Bağımsız Eğitimciler Sendikasının 2996 öğrenciyi kapsayan araştırmasında , "herhangi bir korkunuz varmı?" sorusuna gençlerin % 94.1 i evet cevabı vermiş.Anketin diğer bir bölümüne göre ise panik atak,küçümsenme veya ayıplanma,topluluk önünde konuşamam şeklinde ki sosyal fobi,yaş grubunun %24,5 e varan bir kısmını etkiliyor.Bu dünya ortalamasının 5-6 katı bir oran.

İşin Beykoz boyutuna gelince,Beykoz da gençliğin özgürce kendini ifade edebileceği sosyal bir ortamın henüz oluşmadığı muhakkak.Yıllardır koltuklarını muhafaza eden siyasi aktörlerin de kolay kolay yerlerini gençlere devredecekleri görünmüyor.Siyasi parti liderlerinin genellikle Cenab-ı Allah'ın takdiri ile değiştiği ülkemizde bu durumu gençler de dahil herkes kanıksamış maalesef.

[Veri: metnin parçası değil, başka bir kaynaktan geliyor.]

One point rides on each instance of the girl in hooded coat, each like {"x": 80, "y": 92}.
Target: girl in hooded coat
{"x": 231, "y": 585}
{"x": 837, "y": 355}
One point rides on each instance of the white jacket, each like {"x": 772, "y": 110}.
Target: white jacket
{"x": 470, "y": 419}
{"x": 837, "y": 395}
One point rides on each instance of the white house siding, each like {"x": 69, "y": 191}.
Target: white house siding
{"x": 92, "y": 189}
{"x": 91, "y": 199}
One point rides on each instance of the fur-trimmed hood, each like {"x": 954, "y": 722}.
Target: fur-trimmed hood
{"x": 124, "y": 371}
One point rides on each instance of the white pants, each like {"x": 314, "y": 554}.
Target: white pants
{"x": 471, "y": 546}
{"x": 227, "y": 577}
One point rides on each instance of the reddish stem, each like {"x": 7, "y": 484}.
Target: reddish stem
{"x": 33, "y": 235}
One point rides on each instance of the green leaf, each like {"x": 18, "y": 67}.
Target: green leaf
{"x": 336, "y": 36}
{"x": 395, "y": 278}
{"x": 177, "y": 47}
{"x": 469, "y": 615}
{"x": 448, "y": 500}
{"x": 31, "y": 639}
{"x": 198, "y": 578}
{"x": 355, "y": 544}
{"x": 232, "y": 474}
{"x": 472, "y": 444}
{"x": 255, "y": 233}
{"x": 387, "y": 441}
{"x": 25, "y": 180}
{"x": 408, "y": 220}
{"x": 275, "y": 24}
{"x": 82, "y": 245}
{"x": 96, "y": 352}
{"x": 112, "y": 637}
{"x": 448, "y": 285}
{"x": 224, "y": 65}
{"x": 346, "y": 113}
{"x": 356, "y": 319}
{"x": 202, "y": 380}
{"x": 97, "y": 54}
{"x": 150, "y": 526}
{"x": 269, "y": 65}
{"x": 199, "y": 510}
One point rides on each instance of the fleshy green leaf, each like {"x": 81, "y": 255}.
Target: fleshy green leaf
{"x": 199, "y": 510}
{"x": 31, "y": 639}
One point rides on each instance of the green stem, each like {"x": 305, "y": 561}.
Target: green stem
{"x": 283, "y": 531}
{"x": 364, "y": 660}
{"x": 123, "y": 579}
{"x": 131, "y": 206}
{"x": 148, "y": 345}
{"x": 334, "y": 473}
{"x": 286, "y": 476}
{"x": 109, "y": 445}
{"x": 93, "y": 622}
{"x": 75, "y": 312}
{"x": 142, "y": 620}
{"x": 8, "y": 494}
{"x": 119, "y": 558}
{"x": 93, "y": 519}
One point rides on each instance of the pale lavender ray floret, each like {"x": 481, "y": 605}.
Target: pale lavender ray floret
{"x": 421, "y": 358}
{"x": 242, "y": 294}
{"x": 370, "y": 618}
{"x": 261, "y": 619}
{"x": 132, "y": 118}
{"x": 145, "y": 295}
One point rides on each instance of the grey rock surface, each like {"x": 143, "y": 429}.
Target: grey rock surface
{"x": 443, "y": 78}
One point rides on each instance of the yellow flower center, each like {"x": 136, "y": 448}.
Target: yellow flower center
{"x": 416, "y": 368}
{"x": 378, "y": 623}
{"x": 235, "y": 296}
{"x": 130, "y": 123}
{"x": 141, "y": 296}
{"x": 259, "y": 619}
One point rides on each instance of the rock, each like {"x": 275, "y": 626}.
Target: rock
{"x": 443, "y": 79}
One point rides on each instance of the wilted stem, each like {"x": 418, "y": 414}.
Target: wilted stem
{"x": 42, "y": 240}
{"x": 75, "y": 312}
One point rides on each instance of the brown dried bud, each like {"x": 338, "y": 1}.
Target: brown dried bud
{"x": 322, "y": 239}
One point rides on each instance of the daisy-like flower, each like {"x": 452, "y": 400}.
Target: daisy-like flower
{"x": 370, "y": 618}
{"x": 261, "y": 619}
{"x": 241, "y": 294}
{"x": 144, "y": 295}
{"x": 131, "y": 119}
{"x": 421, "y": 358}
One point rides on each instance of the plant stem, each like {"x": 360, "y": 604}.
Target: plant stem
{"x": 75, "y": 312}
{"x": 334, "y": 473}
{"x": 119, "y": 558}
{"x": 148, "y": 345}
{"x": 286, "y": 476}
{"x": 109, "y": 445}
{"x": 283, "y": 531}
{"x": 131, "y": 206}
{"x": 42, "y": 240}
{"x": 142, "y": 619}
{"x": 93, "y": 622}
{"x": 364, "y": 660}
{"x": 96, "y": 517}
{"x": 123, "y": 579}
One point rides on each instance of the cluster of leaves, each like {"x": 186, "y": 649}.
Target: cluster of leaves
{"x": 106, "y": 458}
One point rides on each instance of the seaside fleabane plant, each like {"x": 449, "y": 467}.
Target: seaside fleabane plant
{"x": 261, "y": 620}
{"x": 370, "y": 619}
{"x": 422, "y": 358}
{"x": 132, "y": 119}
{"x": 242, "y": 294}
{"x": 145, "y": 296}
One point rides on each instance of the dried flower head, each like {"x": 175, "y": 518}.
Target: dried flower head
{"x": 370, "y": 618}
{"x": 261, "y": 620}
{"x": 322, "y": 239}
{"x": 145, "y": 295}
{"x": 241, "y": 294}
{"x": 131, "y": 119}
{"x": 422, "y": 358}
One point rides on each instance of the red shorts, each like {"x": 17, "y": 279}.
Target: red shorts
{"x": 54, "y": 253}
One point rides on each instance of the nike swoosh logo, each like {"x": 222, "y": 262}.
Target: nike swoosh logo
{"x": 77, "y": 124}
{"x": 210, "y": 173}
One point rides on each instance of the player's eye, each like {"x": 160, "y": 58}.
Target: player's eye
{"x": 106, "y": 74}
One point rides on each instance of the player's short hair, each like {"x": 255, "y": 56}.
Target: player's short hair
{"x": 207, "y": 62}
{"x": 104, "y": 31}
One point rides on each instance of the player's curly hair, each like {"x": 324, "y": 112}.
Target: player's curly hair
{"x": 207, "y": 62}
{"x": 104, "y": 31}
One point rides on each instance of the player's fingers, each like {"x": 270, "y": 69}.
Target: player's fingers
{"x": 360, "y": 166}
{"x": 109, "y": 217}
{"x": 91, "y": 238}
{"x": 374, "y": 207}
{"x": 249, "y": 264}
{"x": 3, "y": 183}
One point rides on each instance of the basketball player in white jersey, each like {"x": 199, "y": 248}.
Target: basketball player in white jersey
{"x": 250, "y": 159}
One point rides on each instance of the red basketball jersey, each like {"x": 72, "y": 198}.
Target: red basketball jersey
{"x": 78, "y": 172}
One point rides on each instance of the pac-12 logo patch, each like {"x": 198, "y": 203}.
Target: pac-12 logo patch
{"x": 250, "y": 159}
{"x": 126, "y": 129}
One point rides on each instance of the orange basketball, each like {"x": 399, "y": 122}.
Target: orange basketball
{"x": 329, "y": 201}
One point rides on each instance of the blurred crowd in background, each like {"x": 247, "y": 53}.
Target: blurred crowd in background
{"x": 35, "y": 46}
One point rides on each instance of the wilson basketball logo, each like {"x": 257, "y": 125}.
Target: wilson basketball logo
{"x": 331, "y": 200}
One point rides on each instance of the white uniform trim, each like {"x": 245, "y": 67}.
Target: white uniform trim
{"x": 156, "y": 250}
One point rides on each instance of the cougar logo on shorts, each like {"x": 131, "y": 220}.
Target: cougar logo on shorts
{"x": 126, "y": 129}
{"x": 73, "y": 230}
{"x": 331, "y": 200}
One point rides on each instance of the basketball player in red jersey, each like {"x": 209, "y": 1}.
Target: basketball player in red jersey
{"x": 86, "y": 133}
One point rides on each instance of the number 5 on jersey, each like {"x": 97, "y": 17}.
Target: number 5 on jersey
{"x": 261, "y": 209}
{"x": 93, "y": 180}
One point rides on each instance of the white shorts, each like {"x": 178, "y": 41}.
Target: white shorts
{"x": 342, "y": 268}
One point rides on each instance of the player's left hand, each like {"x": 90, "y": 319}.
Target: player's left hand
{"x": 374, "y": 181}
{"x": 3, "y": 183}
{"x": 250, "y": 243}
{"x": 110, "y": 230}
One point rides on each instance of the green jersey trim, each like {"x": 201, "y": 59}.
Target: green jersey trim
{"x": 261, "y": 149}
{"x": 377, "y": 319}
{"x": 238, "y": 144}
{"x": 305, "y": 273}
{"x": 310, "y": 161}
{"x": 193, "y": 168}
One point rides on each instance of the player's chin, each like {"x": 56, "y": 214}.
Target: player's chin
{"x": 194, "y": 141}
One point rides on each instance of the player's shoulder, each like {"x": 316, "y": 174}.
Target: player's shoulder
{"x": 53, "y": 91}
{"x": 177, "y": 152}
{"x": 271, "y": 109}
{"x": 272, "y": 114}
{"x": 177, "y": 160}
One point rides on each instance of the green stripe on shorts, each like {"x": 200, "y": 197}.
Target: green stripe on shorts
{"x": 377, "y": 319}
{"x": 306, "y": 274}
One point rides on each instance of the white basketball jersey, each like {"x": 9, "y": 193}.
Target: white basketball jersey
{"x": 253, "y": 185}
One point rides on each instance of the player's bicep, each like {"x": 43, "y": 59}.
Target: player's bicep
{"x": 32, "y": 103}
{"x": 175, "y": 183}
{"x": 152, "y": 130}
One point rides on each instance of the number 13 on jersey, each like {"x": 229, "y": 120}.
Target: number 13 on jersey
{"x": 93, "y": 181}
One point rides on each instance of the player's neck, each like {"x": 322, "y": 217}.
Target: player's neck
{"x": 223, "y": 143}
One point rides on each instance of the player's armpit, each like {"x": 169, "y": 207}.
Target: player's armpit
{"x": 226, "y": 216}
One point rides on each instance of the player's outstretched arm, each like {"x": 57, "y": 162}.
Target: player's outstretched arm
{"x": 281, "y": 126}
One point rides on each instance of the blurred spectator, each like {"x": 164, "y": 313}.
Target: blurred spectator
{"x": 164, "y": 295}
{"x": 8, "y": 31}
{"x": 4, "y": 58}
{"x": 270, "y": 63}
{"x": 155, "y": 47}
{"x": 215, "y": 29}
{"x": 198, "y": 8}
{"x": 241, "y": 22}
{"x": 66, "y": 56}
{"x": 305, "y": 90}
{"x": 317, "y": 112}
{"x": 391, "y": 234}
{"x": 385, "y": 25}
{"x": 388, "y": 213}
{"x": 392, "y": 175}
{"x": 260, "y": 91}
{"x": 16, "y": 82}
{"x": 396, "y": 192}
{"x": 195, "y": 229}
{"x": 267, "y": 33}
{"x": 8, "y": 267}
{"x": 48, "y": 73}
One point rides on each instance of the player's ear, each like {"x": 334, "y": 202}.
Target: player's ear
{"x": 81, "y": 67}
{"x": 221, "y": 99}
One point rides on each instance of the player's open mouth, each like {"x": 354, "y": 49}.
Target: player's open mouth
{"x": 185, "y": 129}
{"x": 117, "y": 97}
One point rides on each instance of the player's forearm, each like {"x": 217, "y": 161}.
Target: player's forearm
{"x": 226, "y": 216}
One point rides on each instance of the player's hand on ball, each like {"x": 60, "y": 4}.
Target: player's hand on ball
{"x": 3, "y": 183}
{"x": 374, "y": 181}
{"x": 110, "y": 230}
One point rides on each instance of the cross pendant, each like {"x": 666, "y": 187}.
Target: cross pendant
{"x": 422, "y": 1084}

Ancak Beykoz'da kendine özgüveni olan, fikirlerini yüksek sesle  dile getirmek isteyen bir grup genç de var.Ve bizler, arkadaşlarımızla birlikte Beykoz Gençliğinin fikirlerini paylaşabileceği, kimliği ve görüşü ne olursa olsun hiçbir önyargıyla karşılaşmadan kendini ifade edebileceği yeni bir oluşumun temellerini atıyoruz. BEYKOZ GENÇ FİKİR PLATFORMU  adıyla Facebook ta kurduğumuz grupta bütün Beykozlu Gençleri buluşturmayı amaçlıyoruz.Bu hareketin Beykoz Gençliğine özgüven aşılayacağını ümit ediyoruz.

Yalnızca sanal alemde faaliyet gösteren bir grup değil; Beykoz'un geleceği için fikir ve projeler üreten ve bu fikirleri kamuoyu ile paylaşan,hiçbir grubun,cemaatin partinin uzantısı olmayan bağımsız bir gençlik hareketi  başlatmak gayesindeyiz.

Siyasi görüşü ve kimliği ne olursa olsun,bütün Beykozlu Gençleri ve yaşı ne olursa olsun Genç düşünen herkesi bu oluşumda yer almaya davet ediyorum...

         "Mehmedim sevinin başlar yüksekte

          Ölsek de sevinin eve dönsek de

          Sanma bu tekerlek kalır tümsekte

          Yarın elbet bizim,elbet bizimdir,

          Gün doğmuş,gün batmış ebed bizimdir."